Ce contenu a été publié le 13 juillet 2005 - 10:56

L’Office fédéral de la statistique nuance. Selon ses chiffres, le nombre d’agents est resté pratiquement stable ces cinq dernières années.

La prise de position des fonctionnaires de police intervient après la publication, la semaine dernière, des statistiques de l’Office fédéral de la police (Fedpol.ch) qui révèlent une augmentation du nombre des délits avec violence.

En 2004, la police a recensé 213 homicides intentionnels, faisant 244 victimes. Cela représente une hausse de près de 14%. Quant aux cas de violence et de menace contre les autorités, ils ont progressé de plus de 20%. La Fédération des fonctionnaires de police parle de «pic angoissant».

L'Office fédéral de la police (Fedpol.ch) observe également une nette augmentation des infractions violentes. Il souligne que cette hausse reflète une tendance constante depuis dix ans - les dénonciations pour ce type de délit ont triplé depuis 1994. Reste que l’année 2004 a été particulièrement mauvaise.

«Le nombre de cas d’infractions avec violence a été trop élevé l’an dernier pour que l’on puisse attribuer cette progression uniquement à une évolution naturelle», commente Fedpol.ch dans son communiqué de presse.

Nouvelle législation

Henriette Haas du Service d'analyse et de prévention de l’Office fédéral de la police évoque aussi le récent changement de la législation pour expliquer cette augmentation.

Depuis avril 2004, les lésions corporelles simples, les voies de fait, les menaces, la contrainte sexuelle et le viol dans l'enceinte familiale et domestique sont en effet poursuivis d'office.

«Avant l’entrée en vigueur de la nouvelle loi, les victimes qui avaient dénoncé le délit à la police pouvaient ensuite retirer leur plainte si elles le souhaitaient, explique Henriette Haas.
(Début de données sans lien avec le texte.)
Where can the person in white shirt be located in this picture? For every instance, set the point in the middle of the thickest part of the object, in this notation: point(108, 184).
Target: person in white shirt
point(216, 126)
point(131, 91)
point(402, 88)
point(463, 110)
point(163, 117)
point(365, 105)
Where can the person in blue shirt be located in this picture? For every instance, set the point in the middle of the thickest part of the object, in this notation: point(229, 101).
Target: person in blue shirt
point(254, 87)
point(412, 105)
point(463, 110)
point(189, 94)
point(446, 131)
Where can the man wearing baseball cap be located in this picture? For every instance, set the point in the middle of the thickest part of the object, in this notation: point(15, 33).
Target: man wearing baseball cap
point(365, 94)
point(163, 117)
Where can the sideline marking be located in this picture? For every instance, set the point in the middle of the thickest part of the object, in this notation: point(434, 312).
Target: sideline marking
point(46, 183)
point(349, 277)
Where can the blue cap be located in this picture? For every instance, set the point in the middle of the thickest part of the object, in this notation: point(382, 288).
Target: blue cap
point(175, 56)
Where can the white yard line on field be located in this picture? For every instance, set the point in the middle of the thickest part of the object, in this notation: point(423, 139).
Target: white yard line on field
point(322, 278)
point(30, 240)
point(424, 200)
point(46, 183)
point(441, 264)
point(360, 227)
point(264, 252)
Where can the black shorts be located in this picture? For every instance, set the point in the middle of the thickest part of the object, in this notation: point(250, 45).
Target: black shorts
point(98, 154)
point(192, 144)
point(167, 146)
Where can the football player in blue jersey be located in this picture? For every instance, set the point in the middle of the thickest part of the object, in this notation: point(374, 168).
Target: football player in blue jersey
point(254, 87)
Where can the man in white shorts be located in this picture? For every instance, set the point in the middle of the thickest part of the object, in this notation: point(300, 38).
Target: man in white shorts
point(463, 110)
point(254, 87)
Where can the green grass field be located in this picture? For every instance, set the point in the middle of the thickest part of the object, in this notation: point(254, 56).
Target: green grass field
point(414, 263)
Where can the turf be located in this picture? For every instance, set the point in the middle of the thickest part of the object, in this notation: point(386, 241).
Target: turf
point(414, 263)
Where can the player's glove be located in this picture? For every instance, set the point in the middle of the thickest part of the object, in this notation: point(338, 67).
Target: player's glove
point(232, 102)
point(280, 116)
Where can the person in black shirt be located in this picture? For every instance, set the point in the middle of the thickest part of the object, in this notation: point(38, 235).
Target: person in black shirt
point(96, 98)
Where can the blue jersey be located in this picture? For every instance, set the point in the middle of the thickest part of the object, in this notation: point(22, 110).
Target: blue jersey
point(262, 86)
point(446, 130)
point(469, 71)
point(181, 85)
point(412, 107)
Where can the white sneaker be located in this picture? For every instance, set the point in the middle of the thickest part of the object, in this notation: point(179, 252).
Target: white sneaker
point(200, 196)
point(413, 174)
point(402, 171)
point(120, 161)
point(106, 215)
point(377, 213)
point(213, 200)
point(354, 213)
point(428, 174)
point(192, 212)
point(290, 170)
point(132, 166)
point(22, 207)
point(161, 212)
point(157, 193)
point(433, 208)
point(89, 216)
L’enquête était alors abandonnée. Aujourd’hui, les inspecteurs vont la poursuivre d’office.»

Coupes budgétaires

Mardi, la Fédération suisse des fonctionnaires de police (FSFP) a tiré la sonnette d’alarme. Son secrétaire général Jean-Pierre Monti a déclaré à swissinfo que les coupes budgétaires exerçaient une «pression insoutenable» sur les policiers.

La FSFP tient les mesures d'économies sévères prises par de nombreux cantons pour responsables de l'augmentation des délits violents. Elle estime qu’il manque actuellement 1600 agents de police en Suisse et demande aux autorités de prendre des mesures.

Contacté mercredi par swissinfo, le responsable de la section justice et criminalité à l’Office fédéral de la statistique, Daniel Fink, précise qu’il y a actuellement 16'000 policiers environ en Suisse – sans compter les douaniers et la police militaire.

Et, selon lui, ce chiffre est resté pratiquement stable depuis 2000 et ne devrait pas changer beaucoup ces prochaines années.

Une question politique

Pour sa part, l’Office fédéral de la police ne souhaite pas évoquer ce possible lien entre restrictions budgétaires et hausse de la criminalité.

«Il s’agit d’une question politique, précise Henriette Haas. Notre rôle est de collecter des données, pas de les commenter.»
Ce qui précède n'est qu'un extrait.